License BSD-3 PyPI Python Version tests codecov napari hub

napari-OMAAS stands for Optical Mapping Acquisition and Analysis Software for panoramic heart imaging

This plugin intends to be an analysis and acquisition tool for optical mapping in potentiometric (Vm) or calcium (Ca2+) fluorescence signals obtained from panoramic imaging of intact hearts.

This plugin is in a very early developmental/experimental stage so expect very braking changes at anytime. At the momment supports reading images in .sif format from Andor Technologies powered by the sif_parser python module.

Usage

This plugin can read images generated with Andor Technologies cameras. It has been currently tested on Zyla cameras. Just drag and drop an image to the napari GUI, and the image will display. Alternatively, you can programmatically load/read the image within a notebook.

import napari

file = "path/to/my/file/my_image.sif"

viewer = napari.Viewer()
viewer.open(path=file, plugin="napari-omaas", name = "my_image")

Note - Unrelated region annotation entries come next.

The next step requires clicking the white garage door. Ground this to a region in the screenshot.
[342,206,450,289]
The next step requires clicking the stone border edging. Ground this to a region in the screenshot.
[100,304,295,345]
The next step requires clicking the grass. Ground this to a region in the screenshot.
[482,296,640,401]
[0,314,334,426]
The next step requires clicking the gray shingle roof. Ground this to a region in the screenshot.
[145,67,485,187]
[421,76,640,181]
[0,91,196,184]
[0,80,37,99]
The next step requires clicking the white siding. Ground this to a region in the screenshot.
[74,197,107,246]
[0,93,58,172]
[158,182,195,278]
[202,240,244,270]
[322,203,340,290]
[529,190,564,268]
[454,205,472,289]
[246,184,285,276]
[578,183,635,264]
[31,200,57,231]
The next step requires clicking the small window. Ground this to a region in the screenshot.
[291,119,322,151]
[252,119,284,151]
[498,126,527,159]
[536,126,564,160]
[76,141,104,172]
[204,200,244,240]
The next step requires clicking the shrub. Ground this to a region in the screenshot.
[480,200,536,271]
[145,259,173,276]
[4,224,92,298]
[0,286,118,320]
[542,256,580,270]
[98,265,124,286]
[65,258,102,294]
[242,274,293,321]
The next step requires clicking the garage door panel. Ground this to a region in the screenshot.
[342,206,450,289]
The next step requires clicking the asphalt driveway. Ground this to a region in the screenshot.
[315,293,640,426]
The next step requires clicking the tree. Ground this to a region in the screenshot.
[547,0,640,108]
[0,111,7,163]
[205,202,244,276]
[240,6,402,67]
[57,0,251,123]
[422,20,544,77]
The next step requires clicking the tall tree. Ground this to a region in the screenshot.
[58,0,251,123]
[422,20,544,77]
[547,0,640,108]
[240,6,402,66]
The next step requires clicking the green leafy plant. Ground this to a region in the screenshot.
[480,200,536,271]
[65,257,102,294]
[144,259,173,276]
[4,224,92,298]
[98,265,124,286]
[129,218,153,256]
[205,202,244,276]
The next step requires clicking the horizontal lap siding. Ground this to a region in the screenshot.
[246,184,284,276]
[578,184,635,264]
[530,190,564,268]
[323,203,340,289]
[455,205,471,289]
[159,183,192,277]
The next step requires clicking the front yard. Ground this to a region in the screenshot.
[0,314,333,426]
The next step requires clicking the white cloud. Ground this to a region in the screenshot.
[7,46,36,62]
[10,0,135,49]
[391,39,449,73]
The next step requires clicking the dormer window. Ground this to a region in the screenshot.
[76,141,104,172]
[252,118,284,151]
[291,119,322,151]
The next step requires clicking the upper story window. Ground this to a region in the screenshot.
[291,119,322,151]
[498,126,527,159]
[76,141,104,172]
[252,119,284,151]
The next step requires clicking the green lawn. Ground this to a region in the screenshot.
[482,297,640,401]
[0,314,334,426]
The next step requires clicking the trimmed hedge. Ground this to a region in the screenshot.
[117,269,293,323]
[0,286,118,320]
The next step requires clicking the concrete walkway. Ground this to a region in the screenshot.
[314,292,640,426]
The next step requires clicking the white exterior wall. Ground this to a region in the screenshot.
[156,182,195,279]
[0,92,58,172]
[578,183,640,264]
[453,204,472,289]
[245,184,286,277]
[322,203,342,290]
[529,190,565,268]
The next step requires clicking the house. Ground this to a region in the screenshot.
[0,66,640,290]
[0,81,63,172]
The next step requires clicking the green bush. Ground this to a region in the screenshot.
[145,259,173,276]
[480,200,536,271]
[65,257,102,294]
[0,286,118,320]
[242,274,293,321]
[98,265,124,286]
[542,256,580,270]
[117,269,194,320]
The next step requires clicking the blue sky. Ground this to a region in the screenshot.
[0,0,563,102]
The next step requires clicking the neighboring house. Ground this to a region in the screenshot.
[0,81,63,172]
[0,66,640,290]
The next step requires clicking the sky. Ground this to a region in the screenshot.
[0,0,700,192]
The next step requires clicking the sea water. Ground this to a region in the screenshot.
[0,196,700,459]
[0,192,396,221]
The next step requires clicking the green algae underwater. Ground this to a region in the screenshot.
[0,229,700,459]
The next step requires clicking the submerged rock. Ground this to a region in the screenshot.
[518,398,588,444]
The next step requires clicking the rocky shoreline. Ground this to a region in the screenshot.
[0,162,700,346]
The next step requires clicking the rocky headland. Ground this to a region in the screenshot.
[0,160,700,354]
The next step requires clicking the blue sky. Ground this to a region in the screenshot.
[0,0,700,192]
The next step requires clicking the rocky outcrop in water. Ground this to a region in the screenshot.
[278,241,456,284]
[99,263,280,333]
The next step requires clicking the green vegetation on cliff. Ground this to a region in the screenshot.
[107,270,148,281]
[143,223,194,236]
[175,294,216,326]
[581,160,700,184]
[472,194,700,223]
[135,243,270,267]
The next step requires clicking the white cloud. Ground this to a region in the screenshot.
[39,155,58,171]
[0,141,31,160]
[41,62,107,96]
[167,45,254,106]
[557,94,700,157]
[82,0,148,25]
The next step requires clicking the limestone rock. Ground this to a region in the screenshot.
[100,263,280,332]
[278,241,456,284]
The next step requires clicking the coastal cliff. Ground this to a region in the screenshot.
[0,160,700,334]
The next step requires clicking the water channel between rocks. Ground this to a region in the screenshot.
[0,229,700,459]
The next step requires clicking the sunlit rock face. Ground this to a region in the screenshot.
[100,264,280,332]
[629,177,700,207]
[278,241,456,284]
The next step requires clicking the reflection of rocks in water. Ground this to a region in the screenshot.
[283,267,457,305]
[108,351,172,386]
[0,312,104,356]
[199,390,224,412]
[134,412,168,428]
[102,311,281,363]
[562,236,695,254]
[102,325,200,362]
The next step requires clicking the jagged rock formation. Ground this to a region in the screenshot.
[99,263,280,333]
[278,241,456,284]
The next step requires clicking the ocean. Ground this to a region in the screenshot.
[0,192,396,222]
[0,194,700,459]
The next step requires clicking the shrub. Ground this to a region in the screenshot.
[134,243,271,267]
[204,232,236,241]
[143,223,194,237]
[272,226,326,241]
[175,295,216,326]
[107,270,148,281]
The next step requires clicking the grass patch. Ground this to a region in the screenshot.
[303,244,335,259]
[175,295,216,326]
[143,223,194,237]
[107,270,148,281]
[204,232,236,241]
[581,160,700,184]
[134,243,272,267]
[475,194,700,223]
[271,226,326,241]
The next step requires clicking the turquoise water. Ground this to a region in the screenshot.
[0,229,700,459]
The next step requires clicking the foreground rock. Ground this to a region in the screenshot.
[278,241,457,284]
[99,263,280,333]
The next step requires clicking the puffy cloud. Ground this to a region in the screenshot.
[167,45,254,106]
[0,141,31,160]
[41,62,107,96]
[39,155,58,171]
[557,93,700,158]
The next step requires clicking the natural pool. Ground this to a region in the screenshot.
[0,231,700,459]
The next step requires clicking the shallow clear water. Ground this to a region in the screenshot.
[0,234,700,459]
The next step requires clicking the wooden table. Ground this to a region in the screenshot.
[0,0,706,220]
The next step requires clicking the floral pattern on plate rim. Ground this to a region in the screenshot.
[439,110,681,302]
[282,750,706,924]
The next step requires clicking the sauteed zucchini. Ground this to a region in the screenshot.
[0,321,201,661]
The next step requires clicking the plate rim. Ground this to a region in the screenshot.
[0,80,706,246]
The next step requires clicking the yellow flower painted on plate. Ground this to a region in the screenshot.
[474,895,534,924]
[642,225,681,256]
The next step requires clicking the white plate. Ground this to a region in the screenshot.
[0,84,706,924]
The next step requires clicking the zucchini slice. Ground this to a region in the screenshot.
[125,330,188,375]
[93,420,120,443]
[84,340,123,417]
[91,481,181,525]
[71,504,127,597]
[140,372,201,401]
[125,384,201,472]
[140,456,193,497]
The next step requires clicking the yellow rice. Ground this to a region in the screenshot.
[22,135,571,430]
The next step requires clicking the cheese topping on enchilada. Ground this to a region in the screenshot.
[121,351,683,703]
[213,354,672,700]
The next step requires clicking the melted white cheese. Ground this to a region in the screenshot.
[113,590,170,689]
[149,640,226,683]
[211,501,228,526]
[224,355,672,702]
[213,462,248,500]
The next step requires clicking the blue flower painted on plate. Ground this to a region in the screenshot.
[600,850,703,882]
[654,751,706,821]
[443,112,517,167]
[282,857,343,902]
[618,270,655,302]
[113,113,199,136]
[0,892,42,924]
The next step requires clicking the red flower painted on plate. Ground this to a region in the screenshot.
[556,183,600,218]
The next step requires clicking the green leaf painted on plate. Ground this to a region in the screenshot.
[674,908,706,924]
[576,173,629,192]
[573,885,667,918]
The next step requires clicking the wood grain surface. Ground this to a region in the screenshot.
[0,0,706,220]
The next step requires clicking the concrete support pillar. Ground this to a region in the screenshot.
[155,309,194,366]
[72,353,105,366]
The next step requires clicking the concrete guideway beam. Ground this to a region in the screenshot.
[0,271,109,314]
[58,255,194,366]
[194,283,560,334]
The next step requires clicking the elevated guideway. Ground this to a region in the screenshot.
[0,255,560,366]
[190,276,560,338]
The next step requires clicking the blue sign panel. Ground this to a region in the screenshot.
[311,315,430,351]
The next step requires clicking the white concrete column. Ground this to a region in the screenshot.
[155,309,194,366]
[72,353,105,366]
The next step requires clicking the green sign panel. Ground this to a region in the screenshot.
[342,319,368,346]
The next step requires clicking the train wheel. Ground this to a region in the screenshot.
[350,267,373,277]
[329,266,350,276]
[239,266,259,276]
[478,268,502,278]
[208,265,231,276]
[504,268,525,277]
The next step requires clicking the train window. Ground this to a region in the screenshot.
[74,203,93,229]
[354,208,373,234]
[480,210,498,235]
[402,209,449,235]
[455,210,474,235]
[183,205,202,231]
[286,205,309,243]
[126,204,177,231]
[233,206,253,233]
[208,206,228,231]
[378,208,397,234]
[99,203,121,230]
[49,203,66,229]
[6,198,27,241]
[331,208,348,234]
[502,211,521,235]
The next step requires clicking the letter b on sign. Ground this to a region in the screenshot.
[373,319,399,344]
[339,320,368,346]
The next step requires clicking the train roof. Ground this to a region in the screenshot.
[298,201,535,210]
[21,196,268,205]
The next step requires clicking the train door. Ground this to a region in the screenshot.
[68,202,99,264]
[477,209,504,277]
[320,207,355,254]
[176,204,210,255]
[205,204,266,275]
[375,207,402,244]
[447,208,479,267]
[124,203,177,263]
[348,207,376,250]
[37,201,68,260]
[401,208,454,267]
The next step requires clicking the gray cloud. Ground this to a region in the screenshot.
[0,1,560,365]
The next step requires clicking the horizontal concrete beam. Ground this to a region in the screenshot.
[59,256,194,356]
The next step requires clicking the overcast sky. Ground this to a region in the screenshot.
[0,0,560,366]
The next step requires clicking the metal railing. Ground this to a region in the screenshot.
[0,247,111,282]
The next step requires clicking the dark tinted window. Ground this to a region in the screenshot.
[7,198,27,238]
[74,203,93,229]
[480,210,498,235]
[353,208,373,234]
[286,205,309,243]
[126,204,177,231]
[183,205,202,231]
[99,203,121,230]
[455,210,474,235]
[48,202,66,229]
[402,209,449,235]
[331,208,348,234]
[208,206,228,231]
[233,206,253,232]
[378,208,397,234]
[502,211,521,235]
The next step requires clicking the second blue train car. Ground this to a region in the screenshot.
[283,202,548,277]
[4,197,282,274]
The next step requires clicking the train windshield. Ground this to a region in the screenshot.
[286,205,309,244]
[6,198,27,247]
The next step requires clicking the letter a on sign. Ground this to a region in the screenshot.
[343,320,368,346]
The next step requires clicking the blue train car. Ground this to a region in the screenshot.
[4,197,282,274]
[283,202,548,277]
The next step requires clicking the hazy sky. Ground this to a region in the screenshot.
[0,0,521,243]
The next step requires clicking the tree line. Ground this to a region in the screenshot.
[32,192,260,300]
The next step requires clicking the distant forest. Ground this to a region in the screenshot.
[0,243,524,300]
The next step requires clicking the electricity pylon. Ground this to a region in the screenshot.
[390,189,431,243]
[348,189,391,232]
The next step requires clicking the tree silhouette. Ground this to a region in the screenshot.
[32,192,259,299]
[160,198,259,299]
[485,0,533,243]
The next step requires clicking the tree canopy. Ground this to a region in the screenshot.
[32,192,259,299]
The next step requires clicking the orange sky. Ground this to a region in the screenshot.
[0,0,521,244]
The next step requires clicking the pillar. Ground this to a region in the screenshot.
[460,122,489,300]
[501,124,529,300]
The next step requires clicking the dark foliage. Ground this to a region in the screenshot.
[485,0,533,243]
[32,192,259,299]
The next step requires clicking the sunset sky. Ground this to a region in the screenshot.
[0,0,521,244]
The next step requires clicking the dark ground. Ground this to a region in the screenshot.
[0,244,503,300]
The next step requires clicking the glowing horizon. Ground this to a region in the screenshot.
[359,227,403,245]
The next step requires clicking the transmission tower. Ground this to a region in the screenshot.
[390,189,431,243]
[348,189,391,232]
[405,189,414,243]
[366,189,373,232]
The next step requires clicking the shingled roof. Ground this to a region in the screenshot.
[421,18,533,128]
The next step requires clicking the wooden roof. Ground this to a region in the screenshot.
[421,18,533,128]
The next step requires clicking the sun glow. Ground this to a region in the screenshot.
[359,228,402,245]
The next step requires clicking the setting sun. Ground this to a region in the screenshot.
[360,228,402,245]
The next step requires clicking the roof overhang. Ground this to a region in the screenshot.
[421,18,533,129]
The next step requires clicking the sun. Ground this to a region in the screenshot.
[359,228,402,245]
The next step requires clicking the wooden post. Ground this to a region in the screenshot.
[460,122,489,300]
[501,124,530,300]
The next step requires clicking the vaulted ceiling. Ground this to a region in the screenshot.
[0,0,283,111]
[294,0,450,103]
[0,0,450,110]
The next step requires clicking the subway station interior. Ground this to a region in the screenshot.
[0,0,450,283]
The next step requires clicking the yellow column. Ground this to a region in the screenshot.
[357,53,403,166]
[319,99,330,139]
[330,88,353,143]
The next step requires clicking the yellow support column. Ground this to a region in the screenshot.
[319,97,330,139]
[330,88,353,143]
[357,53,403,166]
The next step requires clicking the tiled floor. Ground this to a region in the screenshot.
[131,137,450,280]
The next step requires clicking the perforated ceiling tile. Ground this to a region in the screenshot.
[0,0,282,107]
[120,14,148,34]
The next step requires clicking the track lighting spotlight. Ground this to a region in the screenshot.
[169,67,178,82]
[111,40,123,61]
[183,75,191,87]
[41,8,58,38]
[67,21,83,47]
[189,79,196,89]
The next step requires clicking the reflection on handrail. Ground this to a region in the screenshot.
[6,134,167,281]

to display the metadata use the standard call to the corresponding layer:

viewer.layers['my_image'].metadata

In addition to opening this specific image format (.sif), it allows the users to perform some basic operations and visualization on images, such as normalization, temporal/spatial filters, motion tracking/compenstaion, plot profile, etc.

Examples

The following example ilustrate how to perform normalization (pixelwise) on a time serie image and plot its 2d profile along the t dimension withing the average data from the ROI selected.

The next example shows how to compute action potetnial duration in the same image stack.

Roadmap

This plugin is composed of two major components: analysis and acquisition.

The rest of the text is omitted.